CS252 HOMEWORK 3

D. A. Patterson

Due Tue. 11/14/06

Problem 1:

Data prefetching is a technique that allows the “consumer” of data to request the data to its cache before it needs them. With multiprocessors, we can think of the “dual” of this technique where the “producer” of the data “evicts” the data from its cache after it is done with them. An extension of such “postflush” could be to send the data to the next processor that needs the data, in cases where that can be determined. Such technique is called producer-initiated communication.

a. When is data prefetching likely to be beneficial?

b.
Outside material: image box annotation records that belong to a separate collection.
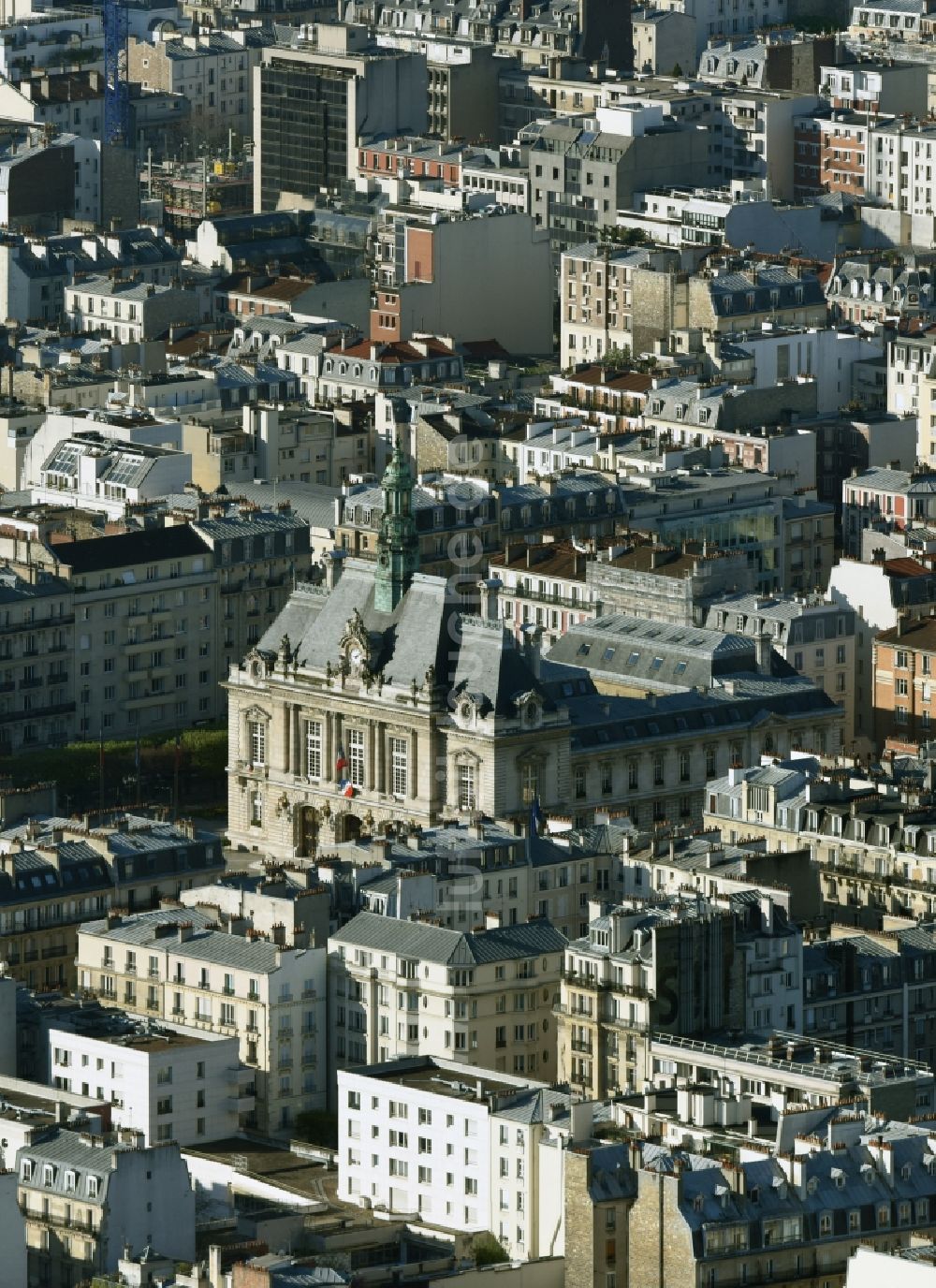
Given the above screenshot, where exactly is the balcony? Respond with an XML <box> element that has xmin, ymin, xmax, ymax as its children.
<box><xmin>20</xmin><ymin>1190</ymin><xmax>96</xmax><ymax>1234</ymax></box>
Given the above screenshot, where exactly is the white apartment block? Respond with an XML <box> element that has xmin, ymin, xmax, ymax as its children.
<box><xmin>887</xmin><ymin>336</ymin><xmax>933</xmax><ymax>417</ymax></box>
<box><xmin>329</xmin><ymin>912</ymin><xmax>566</xmax><ymax>1102</ymax></box>
<box><xmin>78</xmin><ymin>908</ymin><xmax>328</xmax><ymax>1133</ymax></box>
<box><xmin>66</xmin><ymin>277</ymin><xmax>202</xmax><ymax>344</ymax></box>
<box><xmin>48</xmin><ymin>1023</ymin><xmax>254</xmax><ymax>1145</ymax></box>
<box><xmin>337</xmin><ymin>1058</ymin><xmax>592</xmax><ymax>1260</ymax></box>
<box><xmin>865</xmin><ymin>117</ymin><xmax>936</xmax><ymax>218</ymax></box>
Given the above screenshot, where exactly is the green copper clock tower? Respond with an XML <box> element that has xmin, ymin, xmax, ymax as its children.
<box><xmin>373</xmin><ymin>439</ymin><xmax>419</xmax><ymax>613</ymax></box>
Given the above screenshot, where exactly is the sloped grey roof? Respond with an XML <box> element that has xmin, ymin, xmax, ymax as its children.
<box><xmin>331</xmin><ymin>912</ymin><xmax>566</xmax><ymax>966</ymax></box>
<box><xmin>258</xmin><ymin>559</ymin><xmax>542</xmax><ymax>715</ymax></box>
Assume a shared-memory multiprocessor system that takes 300 cycles for a cache-to-cache transfer.

A program running on this machine spends 60% of its time stalled on memory accesses (i.e. where cache-to-cache transfer is needed) and 20% of its time stalled on synchronization. Of those memory stalls, 20% are due to producer-consumer data access patterns where the writer of data can identify the processor that will read the value next. In these cases, producer-initiated communication can directly transfer data to the cache of the next processor needing the data. This will reduce the latency of these memory accesses from 300 cycles for a cache-to-cache transfer to 1 cycle for a cache hit. Another 30% of the memory stalls are due to migratory data patterns where data move from one processor to another, but the migration path is unclear to the source processor. In this case, a producer-initiated communication can reduce the latency of the memory access from 300 cycles to 100 cycles.

Further assume that all the synchronization is due to tree barriers and that the tree barrier overhead can be reduced by 40% with producer-initiated communication. Assuming no other overheads, what is the reduction in execution time with producer-initiated communication?

Problem 2:

As caches increase in size, blocks often increase in size as well.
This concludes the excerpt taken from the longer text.